Another agent burst into flames as Satan continued his scramble backwards. He picked up Robertson and threw him at the two remaining agents and then ran for the door, setting everything he saw – the walls, the rugs, the stairs, an annoying, squawking parrot, and a stupid looking fountain full of water (just because he could) – on fire as he left.
His car was parked right out in the front, but some stupid bastards had parked their giant black SUVs all over the place, trapping him in. He set them on fire, not because it accomplished anything, but because they deserved it. The fuckers. He hurried down the drive, shoving tuxedoed and be-jeweled party goers out of the way as he scrambled up the block to hail a cab.
“Fifteenth and Massachusetts, please,” said Satan, tossing a couple of bills of larger denominations at the driver. “Drive quickly, or I’ll set your pants on fire.”
What a mess, he thought as he slumped into the back seat. No car. Way too much fire. No, scratch that. The fire was okay. It was just that the ratio of fire to famous Hollywood producers had been all wrong.
He needed to get a grip. Things were starting to get out of hand.
He sat up as he realized: They know who I am. Well, they didn’t really know who he was. He flopped back in the seat. At least, he didn’t think they did. But they had known where he was going to be tonight. He sat forward again. How the hell had they done that? What else did they know? Did they know where he lived? If they hadn’t known already, he’d left his car behind and— They had known! They’d known it was his car – they’d known enough to surround it with their giant, shitheaded SUVs.
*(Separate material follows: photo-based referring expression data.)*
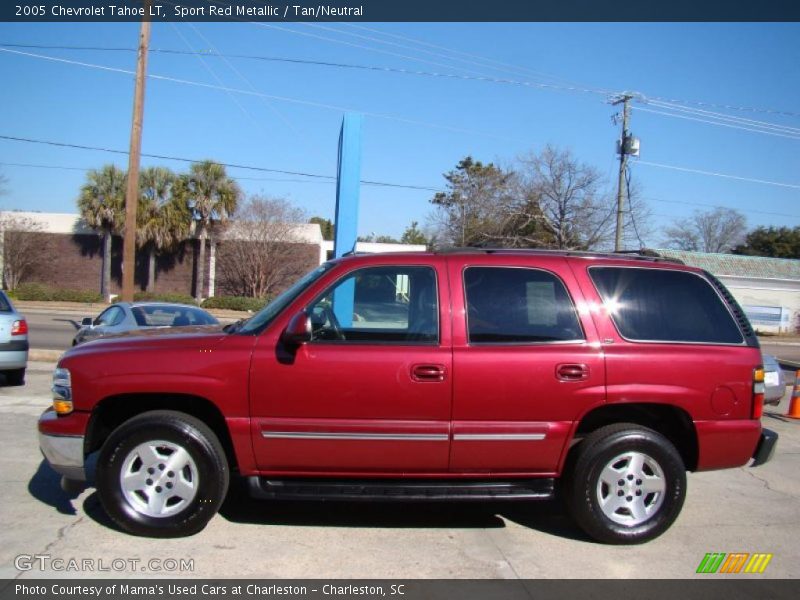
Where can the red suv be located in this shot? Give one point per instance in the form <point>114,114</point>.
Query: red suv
<point>465,375</point>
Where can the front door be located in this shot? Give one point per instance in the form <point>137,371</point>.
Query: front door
<point>371,392</point>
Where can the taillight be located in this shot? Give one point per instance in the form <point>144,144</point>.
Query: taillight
<point>758,392</point>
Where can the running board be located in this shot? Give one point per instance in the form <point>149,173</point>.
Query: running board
<point>400,489</point>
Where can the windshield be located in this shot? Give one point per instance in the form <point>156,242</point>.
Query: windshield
<point>265,316</point>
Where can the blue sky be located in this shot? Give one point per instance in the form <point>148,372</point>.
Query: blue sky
<point>416,127</point>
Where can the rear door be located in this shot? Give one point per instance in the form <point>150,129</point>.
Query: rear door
<point>526,363</point>
<point>371,392</point>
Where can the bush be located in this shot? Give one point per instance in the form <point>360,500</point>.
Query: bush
<point>165,297</point>
<point>39,291</point>
<point>235,303</point>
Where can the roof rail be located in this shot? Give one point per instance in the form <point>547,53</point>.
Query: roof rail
<point>643,255</point>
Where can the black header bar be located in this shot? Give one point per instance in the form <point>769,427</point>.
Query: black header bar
<point>400,10</point>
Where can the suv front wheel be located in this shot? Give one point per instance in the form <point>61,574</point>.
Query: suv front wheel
<point>162,474</point>
<point>627,484</point>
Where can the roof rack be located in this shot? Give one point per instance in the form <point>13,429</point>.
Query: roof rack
<point>643,255</point>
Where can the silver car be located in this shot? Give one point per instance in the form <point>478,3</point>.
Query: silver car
<point>129,316</point>
<point>13,342</point>
<point>773,380</point>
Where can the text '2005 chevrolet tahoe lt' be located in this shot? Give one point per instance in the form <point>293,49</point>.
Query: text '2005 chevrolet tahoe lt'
<point>463,375</point>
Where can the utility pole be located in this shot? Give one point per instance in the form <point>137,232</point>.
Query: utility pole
<point>134,156</point>
<point>624,150</point>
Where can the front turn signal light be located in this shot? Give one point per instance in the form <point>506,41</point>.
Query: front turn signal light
<point>62,407</point>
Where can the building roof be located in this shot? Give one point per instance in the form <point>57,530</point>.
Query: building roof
<point>72,223</point>
<point>733,265</point>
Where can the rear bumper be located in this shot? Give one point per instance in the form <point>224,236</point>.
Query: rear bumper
<point>63,452</point>
<point>726,444</point>
<point>766,447</point>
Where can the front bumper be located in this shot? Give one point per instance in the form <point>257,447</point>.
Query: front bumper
<point>765,448</point>
<point>63,452</point>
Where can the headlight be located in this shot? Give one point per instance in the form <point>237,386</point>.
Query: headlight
<point>62,391</point>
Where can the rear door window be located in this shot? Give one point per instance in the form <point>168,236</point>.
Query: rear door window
<point>664,305</point>
<point>397,304</point>
<point>518,305</point>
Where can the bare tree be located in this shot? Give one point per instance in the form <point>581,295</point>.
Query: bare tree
<point>19,247</point>
<point>718,230</point>
<point>550,200</point>
<point>567,196</point>
<point>474,208</point>
<point>261,255</point>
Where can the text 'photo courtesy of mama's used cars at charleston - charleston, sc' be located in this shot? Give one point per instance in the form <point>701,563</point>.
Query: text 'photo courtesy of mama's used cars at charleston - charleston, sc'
<point>434,376</point>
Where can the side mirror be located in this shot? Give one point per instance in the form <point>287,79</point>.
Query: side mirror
<point>298,331</point>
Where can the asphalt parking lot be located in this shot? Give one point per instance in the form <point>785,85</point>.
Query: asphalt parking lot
<point>739,510</point>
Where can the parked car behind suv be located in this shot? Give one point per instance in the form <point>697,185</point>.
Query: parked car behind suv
<point>468,375</point>
<point>13,342</point>
<point>123,317</point>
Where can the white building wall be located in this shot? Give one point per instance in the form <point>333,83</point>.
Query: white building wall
<point>767,293</point>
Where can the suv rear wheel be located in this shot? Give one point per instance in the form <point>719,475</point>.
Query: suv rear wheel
<point>627,484</point>
<point>162,474</point>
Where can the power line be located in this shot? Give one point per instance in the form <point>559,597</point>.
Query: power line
<point>247,82</point>
<point>699,172</point>
<point>752,109</point>
<point>331,181</point>
<point>513,68</point>
<point>751,129</point>
<point>229,165</point>
<point>260,94</point>
<point>709,205</point>
<point>723,117</point>
<point>320,63</point>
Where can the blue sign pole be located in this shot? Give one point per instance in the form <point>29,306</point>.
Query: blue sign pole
<point>348,185</point>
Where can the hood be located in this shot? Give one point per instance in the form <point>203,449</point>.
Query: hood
<point>194,336</point>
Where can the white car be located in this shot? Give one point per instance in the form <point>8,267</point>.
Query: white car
<point>13,342</point>
<point>773,380</point>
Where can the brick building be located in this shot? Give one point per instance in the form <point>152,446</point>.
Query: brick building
<point>70,256</point>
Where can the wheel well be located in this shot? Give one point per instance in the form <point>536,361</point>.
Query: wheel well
<point>670,421</point>
<point>113,411</point>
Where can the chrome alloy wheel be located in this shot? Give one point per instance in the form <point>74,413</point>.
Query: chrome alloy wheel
<point>631,488</point>
<point>159,478</point>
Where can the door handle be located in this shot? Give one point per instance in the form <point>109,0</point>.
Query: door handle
<point>572,372</point>
<point>427,373</point>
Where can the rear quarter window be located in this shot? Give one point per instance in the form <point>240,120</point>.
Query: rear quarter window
<point>660,305</point>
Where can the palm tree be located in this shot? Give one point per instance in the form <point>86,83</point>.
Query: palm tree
<point>102,205</point>
<point>163,220</point>
<point>211,196</point>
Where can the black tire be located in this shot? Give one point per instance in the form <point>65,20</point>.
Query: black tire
<point>15,377</point>
<point>626,511</point>
<point>204,473</point>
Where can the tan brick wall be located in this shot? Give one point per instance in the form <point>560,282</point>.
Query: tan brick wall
<point>75,262</point>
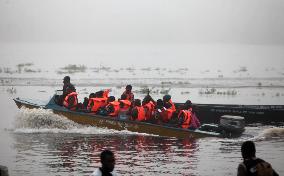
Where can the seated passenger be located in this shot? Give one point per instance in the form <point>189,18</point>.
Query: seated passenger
<point>184,116</point>
<point>59,99</point>
<point>125,106</point>
<point>112,109</point>
<point>128,93</point>
<point>138,112</point>
<point>97,102</point>
<point>167,100</point>
<point>195,123</point>
<point>149,106</point>
<point>70,101</point>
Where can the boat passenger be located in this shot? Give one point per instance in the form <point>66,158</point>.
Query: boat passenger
<point>125,106</point>
<point>128,93</point>
<point>185,115</point>
<point>149,106</point>
<point>167,99</point>
<point>167,109</point>
<point>112,109</point>
<point>66,84</point>
<point>70,100</point>
<point>97,102</point>
<point>138,112</point>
The cab driver glanced in his mirror at the weirdo who was making angry faces and gesturing like he was having a conversation with himself.
Satan didn’t notice. He was staring wide-eyed kind of off and to the left. He glanced up at the driver.
“You are being very good, sir?” asked the driver.
“Faster! Go!” He smacked the Plexiglas separator. The driver jumped in his seat.
The Devil forgot about his troubles for a minute as he tried to figure out how the cab driver had managed to jump using only his bottom. There were still so many things about his human body that he needed to explore. He flexed his glutes, but nothing happened. He flexed again, with more enthusiasm this time, but then forgot about trying to jump with his butt because he had to brace himself as the car skidded through a turn. The tires, carrying the heavy weight of the cab, sounded an extended “urrrrr-r-r-r-p” in protest.